Kenta Arichi and Catherine Gerrard, Academic Captains, with Dr Michael Brohier, Deputy Headmaster

Firstly, we need to delve back into what role our genes actually play to contribute to intelligence. Some genes may alter brain chemistry so that they are better adapted to learn. Others could be behavioural differences, allowing some people to prefer stimulating environments. It is thus likely that the genes of intelligence are not as simple as flicking a switch and instead, acted upon by the environment. Hence, the genetic basis for intelligence is equal parts about one’s nurture and one’s nature. Rather than going through a bunch of research papers, let’s do a bit of a thought experiment. Imagine two groups of children who have different versions of an ‘intelligence gene’, let's call it Gene X. Children with one version of this gene have an obsession and love for the smell of book pages, while the other children cannot stand the smell of new books. Hence, these children would be expected to actively avoid reading books. However, the first group of children will read hours upon hours and more likely to attain better reading scores due to their exposure to more books. So, indirectly, researchers would label this gene for reading ability, when in actuality it was a gene for smell preferences. This preference for a different environment helps reinforce the idea that environment can play the final role in generating the different reading scores.

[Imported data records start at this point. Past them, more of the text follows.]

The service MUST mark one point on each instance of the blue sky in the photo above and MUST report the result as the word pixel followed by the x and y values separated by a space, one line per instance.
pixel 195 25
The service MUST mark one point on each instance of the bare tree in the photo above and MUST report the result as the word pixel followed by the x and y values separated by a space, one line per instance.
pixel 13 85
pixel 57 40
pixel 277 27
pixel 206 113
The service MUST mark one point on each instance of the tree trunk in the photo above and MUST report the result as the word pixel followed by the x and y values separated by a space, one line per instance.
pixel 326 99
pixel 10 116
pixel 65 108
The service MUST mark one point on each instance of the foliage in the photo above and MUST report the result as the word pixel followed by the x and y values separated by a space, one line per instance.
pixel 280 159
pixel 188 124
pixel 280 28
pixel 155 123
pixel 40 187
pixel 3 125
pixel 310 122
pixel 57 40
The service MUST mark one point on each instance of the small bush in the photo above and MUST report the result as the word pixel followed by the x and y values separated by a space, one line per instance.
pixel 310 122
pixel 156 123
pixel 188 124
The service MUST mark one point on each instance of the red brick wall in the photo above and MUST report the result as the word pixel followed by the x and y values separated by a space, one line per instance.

Clearly, it can be difficult to discern the cause of intelligence when it comes to certain genes creating environmental preferences. With more and more genetic research done by the year, we must not forget some of the issues with prematurely identifying a gene for intelligence (uninfluenced by the environment). Back in the 1960s geneticist Arthur Jensen criticised the Head Start education programme which offered compensatory education to children from disadvantaged backgrounds and particularly bridge the divide between black and white American students’ academic results. Jensen claimed that the programme was futile given the genetic basis of intelligence. From a contemporary context, this is ludicrous and obviously intelligence differences between racial groups have been debunked. Instead, the difference in intelligence can be better explained due to environmental differences (including the prejudice some minority groups face).

Clearly, even to this day, we still have a lot to learn about intelligence in order to create an education system which caters to all and unlocks our full potentials. In the time being, I think what we can all take away from this is to begin to accept and rethink the notion that intelligence is something we are born with. If we can begin to debunk this idea, then maybe people of all backgrounds can begin to actively seek to break their supposed limitations and grow before the conclusive research comes out.